Pour commencer, il convient de parler de l’homme qui est au centre de toute cette histoire.
Dans le milieu de la presse satirique, on ne présente plus Siné : Caricaturiste et dessinateur de talent, anarchiste pur et dur, Maurice Sinet (de son vrai nom) est une figure emblématique du journalisme engagé. Très tôt, il s’intéresse au dessin de presse et publie ses premières illustrations dans France Dimanche en 1952. Son coup de crayon et sa virulence sont très rapidement admirés puisqu’il reçoit le grand prix de l’humour noir la même année. Tout au long de sa vie, le bonhomme s’insurge contre la guerre, le racisme et l’Etat français, ce qui lui vaudra plus d’un ennui avec les autorités : en 1963, il est viré de L’Express pour ses propos anticolonialistes en pleine guerre d’Algérie. Bien décidé à exprimer ses opinions sur le conflit, il crée Siné Massacre, journal résolument anarchiste et anticlérical, jetant un regard corrosif à l’égard de l’état français. C’est en 1981 qu’il rejoint l’équipe de Charlie Hebdo, où beaucoup  pourront apprécier sa verve dans sa célèbre chronique Siné sème sa zone. Le journal s’éteint, mais rejaillit de ses cendres en 1992 avec une nouvelle rédaction, composée notamment Philipe Val, actuel rédacteur en chef. Siné fait à nouveau partie de l’équipe, mais dès le départ, il a quelques frictions avec les nouveaux patrons.
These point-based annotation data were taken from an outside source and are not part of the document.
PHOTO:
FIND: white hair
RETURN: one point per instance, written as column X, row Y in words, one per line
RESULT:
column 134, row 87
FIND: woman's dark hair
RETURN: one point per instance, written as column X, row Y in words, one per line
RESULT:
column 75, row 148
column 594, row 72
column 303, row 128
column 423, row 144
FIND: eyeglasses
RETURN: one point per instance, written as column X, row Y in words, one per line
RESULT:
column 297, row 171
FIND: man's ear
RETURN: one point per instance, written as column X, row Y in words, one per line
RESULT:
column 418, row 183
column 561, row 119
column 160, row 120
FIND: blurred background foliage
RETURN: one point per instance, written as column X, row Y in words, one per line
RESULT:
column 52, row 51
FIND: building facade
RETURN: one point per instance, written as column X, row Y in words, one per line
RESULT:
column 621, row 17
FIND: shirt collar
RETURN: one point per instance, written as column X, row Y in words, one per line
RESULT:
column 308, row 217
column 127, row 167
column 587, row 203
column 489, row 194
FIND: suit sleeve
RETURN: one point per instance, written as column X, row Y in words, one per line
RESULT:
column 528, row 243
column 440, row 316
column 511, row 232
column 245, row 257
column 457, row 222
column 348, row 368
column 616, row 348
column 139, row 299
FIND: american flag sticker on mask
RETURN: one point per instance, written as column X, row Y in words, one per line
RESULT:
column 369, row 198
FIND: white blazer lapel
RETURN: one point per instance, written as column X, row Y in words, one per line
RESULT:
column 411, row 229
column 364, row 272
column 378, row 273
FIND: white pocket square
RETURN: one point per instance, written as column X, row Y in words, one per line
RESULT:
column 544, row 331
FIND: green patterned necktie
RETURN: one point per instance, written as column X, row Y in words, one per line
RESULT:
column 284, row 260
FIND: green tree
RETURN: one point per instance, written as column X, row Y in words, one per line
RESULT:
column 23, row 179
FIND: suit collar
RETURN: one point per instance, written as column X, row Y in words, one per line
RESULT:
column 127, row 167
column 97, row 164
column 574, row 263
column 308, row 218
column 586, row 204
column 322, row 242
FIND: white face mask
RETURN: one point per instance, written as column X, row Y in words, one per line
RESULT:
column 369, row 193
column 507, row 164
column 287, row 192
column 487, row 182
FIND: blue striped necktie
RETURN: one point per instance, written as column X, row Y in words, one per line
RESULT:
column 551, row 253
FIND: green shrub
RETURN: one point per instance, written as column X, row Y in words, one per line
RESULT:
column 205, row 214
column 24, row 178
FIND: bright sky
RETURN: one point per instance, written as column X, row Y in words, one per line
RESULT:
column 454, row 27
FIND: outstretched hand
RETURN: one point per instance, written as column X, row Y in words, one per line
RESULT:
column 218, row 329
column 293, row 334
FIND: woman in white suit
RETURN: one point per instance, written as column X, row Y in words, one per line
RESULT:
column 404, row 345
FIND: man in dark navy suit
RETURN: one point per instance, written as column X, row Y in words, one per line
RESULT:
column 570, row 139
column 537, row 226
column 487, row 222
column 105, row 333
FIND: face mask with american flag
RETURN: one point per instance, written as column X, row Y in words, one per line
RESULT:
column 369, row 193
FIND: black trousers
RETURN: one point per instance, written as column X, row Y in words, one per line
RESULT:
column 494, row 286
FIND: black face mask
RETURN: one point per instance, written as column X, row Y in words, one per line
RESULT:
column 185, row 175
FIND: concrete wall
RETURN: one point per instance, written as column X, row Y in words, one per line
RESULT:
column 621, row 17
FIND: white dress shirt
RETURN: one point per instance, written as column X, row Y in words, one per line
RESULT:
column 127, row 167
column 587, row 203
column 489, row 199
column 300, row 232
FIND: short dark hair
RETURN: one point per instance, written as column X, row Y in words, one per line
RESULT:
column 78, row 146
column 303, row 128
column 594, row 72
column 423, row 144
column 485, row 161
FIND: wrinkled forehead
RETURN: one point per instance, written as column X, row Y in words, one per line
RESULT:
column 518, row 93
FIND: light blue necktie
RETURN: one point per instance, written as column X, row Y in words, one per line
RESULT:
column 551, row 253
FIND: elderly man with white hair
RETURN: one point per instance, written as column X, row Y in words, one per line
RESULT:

Revenons maintenant sur les faits : le 2 juillet 2008, dans une rubrique de Charlie Hebdo, Siné fustige Jean Sarkozy en le taxant d’arrivisme. Les mots de siné sont les suivants : «.. il vient de déclarer vouloir se convertir au judaïsme avant d’épouser sa fiancée, juive, et héritière des fondateurs de Darty. Il fera du chemin dans la vie, ce petit ! ».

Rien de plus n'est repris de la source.